Приняв ванну и позавтракав, я пошел в институт. Наш научный руководитель и директор приходит рано. На всю жизнь сохранилась деревенская привычка рано вставать.
Марфе лет под семьдесят, но она еще в форме. Красивая, живая, энергичная, собранная женщина. Муж ее, известный писатель-фантаст Яков Ефремов, тоже очень моложав, хотя года на три старше.
Марфа (за глаза ее зовут Марфа Посадница) очень мне обрадовалась. Мы обнялись и нежно поцеловались. Потом сели рядышком на диване. Она уставилась на меня живыми, черными глазами ласково и встревоженно.
– Давай рассказывай все по порядку,– приказала она.
Я, не торопясь, рассказал ей все, что произошло в Лунной обсерватории.
– Черт побери! – только и сказала она и надолго замолкла, хмурясь.
– Вы мне не верите? – спросил я подавленно.– Кстати, Яша вам ничего не говорил?
– Нет, он отказался говорить раньше тебя, заверил, что все, что ты скажешь, есть правда. Видишь ли, Кирилл, здесь ни при чем «верю, не верю». Никто же не заподозрит тебя во лжи. Вопрос стоит так: либо ты заболел, и тебе надо срочно лечиться... у невропатолога...
– У психиатров?
– Либо это действительно, как ты уверяешь, встреча с инопланетной цивилизацией.
– А вы как думаете, Марфа Евгеньевна?
– Не знаю, Кирилл, не знаю. Откуда же мне знать? Будущее покажет.
Я фыркнул рассерженно:
– Болезнь будет прогрессировать?
– Не обязательно. Может быть, тебе противопоказана Луна, космос. А на земле ты сможешь работать, как и работал.
– Обследуя космонавтов и изучая их отчеты? Я сам – космонавт! Это мое жизненное призвание, моя мечта.
– Если эти... твои существа не дадут о себе знать, космос тебе больше не увидеть. Ни одна медицинская комиссия... ты сам понимаешь. Эх! А я уже выставила твою кандидатуру... Будет конкурс. Готовится новая комплексная экспедиция на Марс. Ты ведь мечтал о Марсе...
– Мечтал о Марсе,– упавшим голосом пробормотал я.
– Неприятная история! – заметила Марфа. Я быстро поднял голову.

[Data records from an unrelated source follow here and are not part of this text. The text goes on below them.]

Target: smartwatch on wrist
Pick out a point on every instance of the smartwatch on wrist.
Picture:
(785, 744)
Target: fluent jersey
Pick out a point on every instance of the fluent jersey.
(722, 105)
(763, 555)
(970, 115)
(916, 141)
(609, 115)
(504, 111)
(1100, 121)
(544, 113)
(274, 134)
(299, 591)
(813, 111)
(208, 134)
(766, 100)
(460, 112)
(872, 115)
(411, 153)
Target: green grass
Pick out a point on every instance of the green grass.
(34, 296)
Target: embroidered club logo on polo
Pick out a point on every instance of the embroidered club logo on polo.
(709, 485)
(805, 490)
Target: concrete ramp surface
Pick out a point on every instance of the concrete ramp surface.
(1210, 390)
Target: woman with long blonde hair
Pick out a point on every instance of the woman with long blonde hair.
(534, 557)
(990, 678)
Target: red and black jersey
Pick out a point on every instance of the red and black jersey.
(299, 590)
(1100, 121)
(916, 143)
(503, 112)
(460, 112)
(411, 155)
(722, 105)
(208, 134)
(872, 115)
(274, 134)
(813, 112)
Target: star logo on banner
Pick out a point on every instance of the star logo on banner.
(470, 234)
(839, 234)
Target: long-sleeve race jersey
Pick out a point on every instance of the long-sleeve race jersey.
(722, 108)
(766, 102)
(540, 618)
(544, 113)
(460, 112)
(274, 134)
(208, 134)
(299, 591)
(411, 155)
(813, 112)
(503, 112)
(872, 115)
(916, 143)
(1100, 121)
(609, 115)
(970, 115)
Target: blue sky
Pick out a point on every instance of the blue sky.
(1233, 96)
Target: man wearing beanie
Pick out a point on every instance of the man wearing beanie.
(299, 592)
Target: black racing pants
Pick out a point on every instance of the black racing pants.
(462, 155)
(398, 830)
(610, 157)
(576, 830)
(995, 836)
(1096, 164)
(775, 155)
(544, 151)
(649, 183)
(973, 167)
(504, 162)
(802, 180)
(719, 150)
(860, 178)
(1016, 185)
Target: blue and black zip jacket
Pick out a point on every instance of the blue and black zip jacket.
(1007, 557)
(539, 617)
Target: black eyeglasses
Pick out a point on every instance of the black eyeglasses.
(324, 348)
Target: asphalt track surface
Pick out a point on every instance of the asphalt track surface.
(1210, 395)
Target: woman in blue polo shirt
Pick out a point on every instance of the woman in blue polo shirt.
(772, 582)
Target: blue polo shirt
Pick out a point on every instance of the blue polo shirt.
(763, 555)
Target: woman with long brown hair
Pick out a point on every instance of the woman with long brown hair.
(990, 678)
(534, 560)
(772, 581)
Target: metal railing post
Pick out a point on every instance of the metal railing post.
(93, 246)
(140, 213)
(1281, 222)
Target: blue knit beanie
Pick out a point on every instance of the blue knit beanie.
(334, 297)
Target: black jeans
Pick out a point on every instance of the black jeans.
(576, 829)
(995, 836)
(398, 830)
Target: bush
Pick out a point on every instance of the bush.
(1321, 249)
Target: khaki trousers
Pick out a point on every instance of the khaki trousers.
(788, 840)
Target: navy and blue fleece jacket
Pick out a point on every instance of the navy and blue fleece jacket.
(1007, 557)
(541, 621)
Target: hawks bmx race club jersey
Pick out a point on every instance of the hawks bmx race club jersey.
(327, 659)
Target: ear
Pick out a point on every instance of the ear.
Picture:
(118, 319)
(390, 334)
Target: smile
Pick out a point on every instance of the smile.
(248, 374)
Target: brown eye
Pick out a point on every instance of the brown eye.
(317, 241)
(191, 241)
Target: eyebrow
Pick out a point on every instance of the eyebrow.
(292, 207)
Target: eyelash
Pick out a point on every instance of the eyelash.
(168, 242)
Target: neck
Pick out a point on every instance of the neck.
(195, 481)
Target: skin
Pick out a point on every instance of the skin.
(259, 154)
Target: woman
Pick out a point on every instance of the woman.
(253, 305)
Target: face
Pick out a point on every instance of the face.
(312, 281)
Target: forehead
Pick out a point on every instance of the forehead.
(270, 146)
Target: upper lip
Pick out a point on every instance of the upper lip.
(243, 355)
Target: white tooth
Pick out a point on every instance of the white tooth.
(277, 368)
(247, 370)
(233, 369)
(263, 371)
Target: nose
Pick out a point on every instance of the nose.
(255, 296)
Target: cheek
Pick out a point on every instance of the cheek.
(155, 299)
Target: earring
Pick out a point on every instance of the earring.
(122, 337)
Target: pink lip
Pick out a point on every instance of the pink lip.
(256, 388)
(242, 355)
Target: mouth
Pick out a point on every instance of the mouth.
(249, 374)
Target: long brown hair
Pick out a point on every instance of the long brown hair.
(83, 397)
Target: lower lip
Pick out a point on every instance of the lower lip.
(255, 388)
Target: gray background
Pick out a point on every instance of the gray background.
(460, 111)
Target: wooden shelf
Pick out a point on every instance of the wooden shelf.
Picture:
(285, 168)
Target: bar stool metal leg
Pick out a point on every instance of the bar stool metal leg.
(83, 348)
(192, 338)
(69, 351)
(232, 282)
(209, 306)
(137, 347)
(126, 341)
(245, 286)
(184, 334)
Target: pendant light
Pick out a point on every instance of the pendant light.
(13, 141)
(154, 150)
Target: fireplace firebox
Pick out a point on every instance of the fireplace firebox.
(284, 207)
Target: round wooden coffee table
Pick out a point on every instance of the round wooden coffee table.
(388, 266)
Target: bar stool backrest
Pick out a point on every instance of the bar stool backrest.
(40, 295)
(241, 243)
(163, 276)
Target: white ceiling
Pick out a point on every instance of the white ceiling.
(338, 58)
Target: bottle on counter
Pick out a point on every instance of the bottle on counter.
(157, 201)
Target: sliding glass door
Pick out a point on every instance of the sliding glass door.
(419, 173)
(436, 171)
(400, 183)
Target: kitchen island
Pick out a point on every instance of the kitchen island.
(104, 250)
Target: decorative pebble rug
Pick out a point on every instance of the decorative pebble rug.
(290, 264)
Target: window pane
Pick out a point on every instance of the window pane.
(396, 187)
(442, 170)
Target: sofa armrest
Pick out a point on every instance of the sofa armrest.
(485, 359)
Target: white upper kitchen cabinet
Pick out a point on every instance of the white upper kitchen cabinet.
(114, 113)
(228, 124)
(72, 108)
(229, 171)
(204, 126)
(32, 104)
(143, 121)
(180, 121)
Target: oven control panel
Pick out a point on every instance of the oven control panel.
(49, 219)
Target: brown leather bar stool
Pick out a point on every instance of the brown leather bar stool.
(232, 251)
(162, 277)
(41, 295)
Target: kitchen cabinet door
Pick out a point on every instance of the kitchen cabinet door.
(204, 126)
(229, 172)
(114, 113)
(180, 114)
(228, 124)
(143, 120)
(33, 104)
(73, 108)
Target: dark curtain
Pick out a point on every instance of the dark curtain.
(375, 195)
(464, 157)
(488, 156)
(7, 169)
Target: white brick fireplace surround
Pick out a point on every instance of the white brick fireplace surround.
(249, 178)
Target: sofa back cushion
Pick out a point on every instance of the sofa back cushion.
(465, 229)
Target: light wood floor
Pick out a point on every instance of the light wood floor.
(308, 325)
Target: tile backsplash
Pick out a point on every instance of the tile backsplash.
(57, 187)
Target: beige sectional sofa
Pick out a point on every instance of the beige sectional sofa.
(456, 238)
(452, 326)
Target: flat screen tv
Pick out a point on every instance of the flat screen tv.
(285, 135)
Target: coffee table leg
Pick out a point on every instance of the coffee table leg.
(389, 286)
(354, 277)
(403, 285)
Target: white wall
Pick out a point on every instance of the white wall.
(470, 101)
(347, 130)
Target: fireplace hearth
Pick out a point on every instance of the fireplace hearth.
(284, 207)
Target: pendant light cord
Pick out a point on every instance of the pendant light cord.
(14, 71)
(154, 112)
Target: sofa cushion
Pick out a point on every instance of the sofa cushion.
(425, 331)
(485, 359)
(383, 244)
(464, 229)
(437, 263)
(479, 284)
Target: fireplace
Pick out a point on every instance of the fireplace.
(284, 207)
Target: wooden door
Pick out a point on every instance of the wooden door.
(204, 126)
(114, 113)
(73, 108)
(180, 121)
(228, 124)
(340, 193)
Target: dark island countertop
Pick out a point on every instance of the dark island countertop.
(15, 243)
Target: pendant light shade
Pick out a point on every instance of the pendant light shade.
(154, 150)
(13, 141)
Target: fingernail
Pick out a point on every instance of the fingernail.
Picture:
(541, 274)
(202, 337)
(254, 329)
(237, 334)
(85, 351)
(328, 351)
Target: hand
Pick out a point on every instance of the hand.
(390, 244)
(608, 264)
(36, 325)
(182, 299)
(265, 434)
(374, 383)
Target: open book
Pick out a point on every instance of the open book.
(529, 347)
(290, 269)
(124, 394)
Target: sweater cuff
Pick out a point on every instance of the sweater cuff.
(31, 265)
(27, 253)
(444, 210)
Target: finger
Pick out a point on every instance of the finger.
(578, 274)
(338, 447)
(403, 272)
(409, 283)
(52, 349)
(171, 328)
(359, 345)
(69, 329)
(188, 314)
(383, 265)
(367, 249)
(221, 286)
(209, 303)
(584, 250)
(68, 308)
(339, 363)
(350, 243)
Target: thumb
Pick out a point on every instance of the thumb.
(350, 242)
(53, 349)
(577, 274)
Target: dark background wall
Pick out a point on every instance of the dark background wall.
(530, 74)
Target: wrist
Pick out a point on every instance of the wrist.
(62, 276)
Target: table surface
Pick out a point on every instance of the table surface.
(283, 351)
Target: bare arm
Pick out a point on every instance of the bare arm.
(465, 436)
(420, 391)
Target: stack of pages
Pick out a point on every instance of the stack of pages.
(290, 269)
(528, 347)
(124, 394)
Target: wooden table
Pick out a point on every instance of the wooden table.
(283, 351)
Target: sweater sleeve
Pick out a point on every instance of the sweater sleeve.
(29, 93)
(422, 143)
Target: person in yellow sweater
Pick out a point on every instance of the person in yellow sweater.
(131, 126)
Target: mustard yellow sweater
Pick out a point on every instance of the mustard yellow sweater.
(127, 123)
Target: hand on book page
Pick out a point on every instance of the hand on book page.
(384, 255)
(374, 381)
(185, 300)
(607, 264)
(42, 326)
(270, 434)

– Если бы я действительно заболел, ну что ж, полечился бы, и только. Дело не во мне. Это касается всего человечества. Мы уже столкнулись с иной цивилизацией. И неизвестно, чем чревата для нас эта встреча. Почему они скрываются от нас? Наблюдают за нами исподтишка? Изучают, как кроликов. Вот что тревожит меня. Необходимо срочно обшарить всю Луну. Где-то за Морем Холода... возможно, на обратной стороне Луны. Я хочу, я имею право участвовать в этих поисках. Теперь меня Марс может заинтересовать лишь в том случае, если и там столкнутся со следами этой цивилизации.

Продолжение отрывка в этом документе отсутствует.